Muvirus

Virus classification
- (unranked): Virus
- Realm: Duplodnaviria
- Kingdom: Heunggongvirae
- Phylum: Uroviricota
- Class: Caudoviricetes
- Genus: Muvirus

= Muvirus =

Genus of viruses

Muvirus (synonyms: Mu-like phages, Mu-like viruses, Mulikevirus) is a genus of viruses in the class Caudoviricetes. Bacteria serve as natural hosts, with transmission achieved through passive diffusion. There are two species in this genus.

==Taxonomy==
The following two species are assigned to the genus:
- Muvirus mu (bacteriophage Mu)
- Muvirus SfMu

==Structure==
Muviruses are nonenveloped, with a head and tail. The head has an icosahedral structure of about 54 nm in width. The neck is knob-like, and the tail is contractile with a base plate and six short terminal fibers.
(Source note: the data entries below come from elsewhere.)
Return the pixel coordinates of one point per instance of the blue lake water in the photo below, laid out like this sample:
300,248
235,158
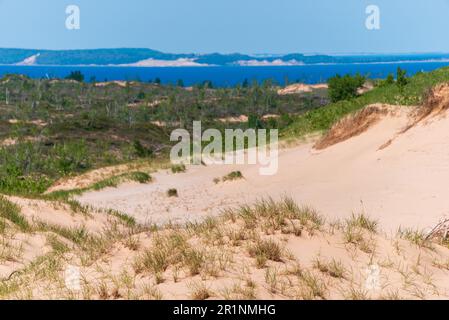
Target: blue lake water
224,76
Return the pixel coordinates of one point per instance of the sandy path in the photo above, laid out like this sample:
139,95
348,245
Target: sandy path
404,184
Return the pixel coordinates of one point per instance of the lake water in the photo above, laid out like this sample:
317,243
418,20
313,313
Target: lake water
224,76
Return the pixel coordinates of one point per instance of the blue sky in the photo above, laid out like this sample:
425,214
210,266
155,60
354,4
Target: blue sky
247,26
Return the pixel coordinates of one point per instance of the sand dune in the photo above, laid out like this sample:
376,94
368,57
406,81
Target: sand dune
388,162
402,184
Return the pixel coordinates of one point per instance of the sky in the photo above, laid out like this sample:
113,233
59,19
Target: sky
226,26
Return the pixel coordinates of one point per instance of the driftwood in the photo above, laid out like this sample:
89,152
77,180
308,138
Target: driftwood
440,231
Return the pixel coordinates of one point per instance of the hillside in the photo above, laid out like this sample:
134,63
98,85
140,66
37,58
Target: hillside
125,56
91,209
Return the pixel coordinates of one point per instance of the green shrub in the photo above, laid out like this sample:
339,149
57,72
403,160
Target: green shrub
344,88
12,212
178,168
172,193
| Genus | Structure | Symmetry | Capsid | Genomic arrangement | Genomic segmentation |
|---|---|---|---|---|---|
| Muvirus | Head-Tail |  | Non-enveloped | Linear | Monopartite |

==Genome==
Escherichia virus Mu has been fully sequenced and is available from ICTV. It has 36k nucleotides, with 55 proteins. Two similar, unclassified viruses are also sequenced. The complete genomes are available here.

==Life cycle==
The virus attaches to the host cell lipopolysaccharides using its terminal fibers, and ejects the viral DNA into the host cytoplasm via contraction of its tail sheath. Once in the cell, the viral DNA is protected from degradation by the host nucleases. The viral DNA is then circularized and integrated into the host chromosome. The viral genome is copied 50–100 times in the host chromosome via replicative transposition. DNA-templated transcription is the method of transcription. Translation takes place by -1 ribosomal frameshifting. Once the viral genes have been replicated, the procapsid is assembled and packed. The tail is then assembled and the mature virions are released via lysis. Bacteria serve as the natural host. Transmission routes are passive diffusion.

| Genus | Host details | Tissue tropism | Entry details | Release details | Replication site | Assembly site | Transmission |
|---|---|---|---|---|---|---|---|
| Muvirus | Bacteria | None | Injection | Lysis | Cytoplasm | Cytoplasm | Passive diffusion |

==History==
According to the ICTV's 1996 report, the genus Mu-like phages was first accepted as a new genus in the family Myoviridae, a year after its type species was recognized by the committee. In 1998, it was moved into the newly created order Caudovirales. The next year (1999), the name was changed to Mu-like viruses. Finally, in the 2010–11 report, it was renamed again to Mulikevirus. These reports (with the exception of 1998) are available online here: 1996, 1999, 2010. The genus was later renamed to Muvirus.